Applies to: Dispatch v1.0.0, last verified 2026-04-05

This page explains how to connect Codex to Dispatch, either through auto-injection or manual configuration, and how agent spawning works.

Dispatch auto-injects its MCP configuration into .codex/config.toml when it detects a .codex/ directory in a registered project root. If .codex/ does not exist, injection is skipped. Dispatch never creates the directory itself.

The injected section:

[mcp_servers.dispatch]
url = "http://localhost:<port>/mcp"

Injection is idempotent: if config.toml already contains a [mcp_servers.dispatch] section, Dispatch does not modify it. Content before the injected section is preserved.

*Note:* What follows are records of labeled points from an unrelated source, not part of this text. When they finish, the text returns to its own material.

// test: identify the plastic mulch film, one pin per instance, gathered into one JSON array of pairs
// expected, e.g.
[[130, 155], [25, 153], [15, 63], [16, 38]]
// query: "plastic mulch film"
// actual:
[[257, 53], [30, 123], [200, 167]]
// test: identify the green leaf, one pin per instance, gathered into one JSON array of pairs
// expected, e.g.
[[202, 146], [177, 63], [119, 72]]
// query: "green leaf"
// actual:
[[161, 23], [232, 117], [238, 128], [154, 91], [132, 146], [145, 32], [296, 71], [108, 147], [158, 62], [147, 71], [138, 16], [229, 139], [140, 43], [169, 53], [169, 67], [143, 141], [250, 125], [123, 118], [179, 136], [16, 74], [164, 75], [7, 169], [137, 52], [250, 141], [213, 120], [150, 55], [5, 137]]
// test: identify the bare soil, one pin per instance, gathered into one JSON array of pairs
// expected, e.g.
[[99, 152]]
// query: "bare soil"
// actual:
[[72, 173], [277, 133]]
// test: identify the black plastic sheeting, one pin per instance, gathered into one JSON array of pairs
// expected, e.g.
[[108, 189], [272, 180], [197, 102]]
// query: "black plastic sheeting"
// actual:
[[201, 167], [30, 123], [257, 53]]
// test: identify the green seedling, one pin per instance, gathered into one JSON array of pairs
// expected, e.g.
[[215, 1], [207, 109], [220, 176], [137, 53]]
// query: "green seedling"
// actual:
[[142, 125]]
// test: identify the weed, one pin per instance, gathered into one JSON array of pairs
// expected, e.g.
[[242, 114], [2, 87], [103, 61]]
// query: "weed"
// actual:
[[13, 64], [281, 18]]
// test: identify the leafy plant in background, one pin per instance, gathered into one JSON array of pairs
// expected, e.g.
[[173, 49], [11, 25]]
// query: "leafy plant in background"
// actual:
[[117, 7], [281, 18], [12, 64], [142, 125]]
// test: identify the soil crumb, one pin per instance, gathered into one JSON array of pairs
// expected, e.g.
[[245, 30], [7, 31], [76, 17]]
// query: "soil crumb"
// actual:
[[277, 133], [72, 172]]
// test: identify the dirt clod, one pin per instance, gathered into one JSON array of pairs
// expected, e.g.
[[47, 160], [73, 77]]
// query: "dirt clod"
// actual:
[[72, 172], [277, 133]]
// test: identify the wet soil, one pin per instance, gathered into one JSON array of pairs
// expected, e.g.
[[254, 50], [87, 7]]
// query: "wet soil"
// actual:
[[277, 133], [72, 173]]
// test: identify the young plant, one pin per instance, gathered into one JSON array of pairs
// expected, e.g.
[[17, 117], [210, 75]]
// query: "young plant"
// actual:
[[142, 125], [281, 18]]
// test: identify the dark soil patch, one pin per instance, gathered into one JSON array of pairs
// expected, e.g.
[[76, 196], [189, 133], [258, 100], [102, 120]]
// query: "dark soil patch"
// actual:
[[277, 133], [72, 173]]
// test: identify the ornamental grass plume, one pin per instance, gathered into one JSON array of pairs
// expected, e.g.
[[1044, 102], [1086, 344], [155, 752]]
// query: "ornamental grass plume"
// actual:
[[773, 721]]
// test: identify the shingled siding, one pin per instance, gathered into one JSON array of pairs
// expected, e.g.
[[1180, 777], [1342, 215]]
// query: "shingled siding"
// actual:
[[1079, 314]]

Remove the [mcp_servers.dispatch] section from .codex/config.toml. Dispatch will not re-add it during the current session. To prevent re-injection permanently, disable Auto-inject MCP config in Settings > Providers.

If you prefer to manage the config file yourself, add this section to .codex/config.toml (create the file if it does not exist):

[mcp_servers.dispatch]
url = "http://localhost:<port>/mcp"

Replace <port> with the port Dispatch is actually running on (check the URL printed in the terminal when the server starts). For a global default across all projects, add the same block to ~/.codex/config.toml.

Codex uses the same MCP tool names as all other providers. See MCP Overview: The six Dispatch tools for the full list.

Codex supports agent spawning. Dispatch can track Codex agents launched with JSON output mode:

Terminal window
codex exec --json "your task description"

The --json flag causes Codex to emit structured output that Dispatch’s session scanner can parse. Sessions appear in the Sessions list and activity feed within the next polling cycle.

For real-time updates, configure HTTP hooks in your Codex agent definitions using the hook URLs shown in Settings > Providers > Codex (same format as Claude Code hooks).